阿尔茨海默病新出现的血液生物标志物：蛋白质组学的观点

阿尔茨海默病（AD）的早期检测仍然是一项艰巨的临床挑战，但新兴的基于血液的检测显示出在认知症状出现之前识别高危个体的希望。这是第一个综合比较多种血液AD生物标志物的质谱分析和免疫分析平台，也是第一个将这些发现整合到临床实施的统一路线图中的研究。在这篇综述中，我们比较了高通量质谱法和超灵敏免疫分析法用于定量循环淀粉样蛋白-β亚型，磷酸化tau物种（p-tau181, p-tau217），神经丝轻链（NfL），胶质纤维酸性蛋白（GFAP）， YKL-40和选定的炎症标志物。单个生物标志物的诊断准确度（AUC）高达0.90，通过机器学习模型将这些蛋白质特征与APOE ε4基因型、简短认知评估和神经成像相结合，可将临床前AD与正常衰老的区分准确率提高到80%以上。我们追溯了从最初的发现到分析验证再到临床实施的路径，强调了关键的障碍，如样本收集的可变性、有限的队列多样性和监管要求。未来的工作必须标准化分析前协议，扩展人群验证，改进超灵敏检测技术，并将蛋白质组学数据与基因组学和其他“组学”层结合起来，以实现常规血液筛查。这些协调一致的努力为改变阿尔茨海默病的早期诊断和实现及时、个性化的干预提供了明确的路线图。

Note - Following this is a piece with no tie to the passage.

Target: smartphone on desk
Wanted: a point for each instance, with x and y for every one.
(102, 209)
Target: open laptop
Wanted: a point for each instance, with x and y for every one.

本文章由计算机程序翻译，如有差异，请以英文原文为准。

求助全文

约1分钟内获得全文求助全文

来源期刊

Clinica Chimica Acta 医学-医学实验技术

CiteScore

10.10

自引率

2.00%

发文量

1268

审稿时长

23 days

期刊介绍： The Official Journal of the International Federation of Clinical Chemistry and Laboratory Medicine (IFCC) Clinica Chimica Acta is a high-quality journal which publishes original Research Communications in the field of clinical chemistry and laboratory medicine, defined as the diagnostic application of chemistry, biochemistry, immunochemistry, biochemical aspects of hematology, toxicology, and molecular biology to the study of human disease in body fluids and cells. The objective of the journal is to publish novel information leading to a better understanding of biological mechanisms of human diseases, their prevention, diagnosis, and patient management. Reports of an applied clinical character are also welcome. Papers concerned with normal metabolic processes or with constituents of normal cells or body fluids, such as reports of experimental or clinical studies in animals, are only considered when they are clearly and directly relevant to human disease. Evaluation of commercial products have a low priority for publication, unless they are novel or represent a technological breakthrough. Studies dealing with effects of drugs and natural products and studies dealing with the redox status in various diseases are not within the journal''s scope. Development and evaluation of novel analytical methodologies where applicable to diagnostic clinical chemistry and laboratory medicine, including point-of-care testing, and topics on laboratory management and informatics will also be considered. Studies focused on emerging diagnostic technologies and (big) data analysis procedures including digitalization, mobile Health, and artificial Intelligence applied to Laboratory Medicine are also of interest.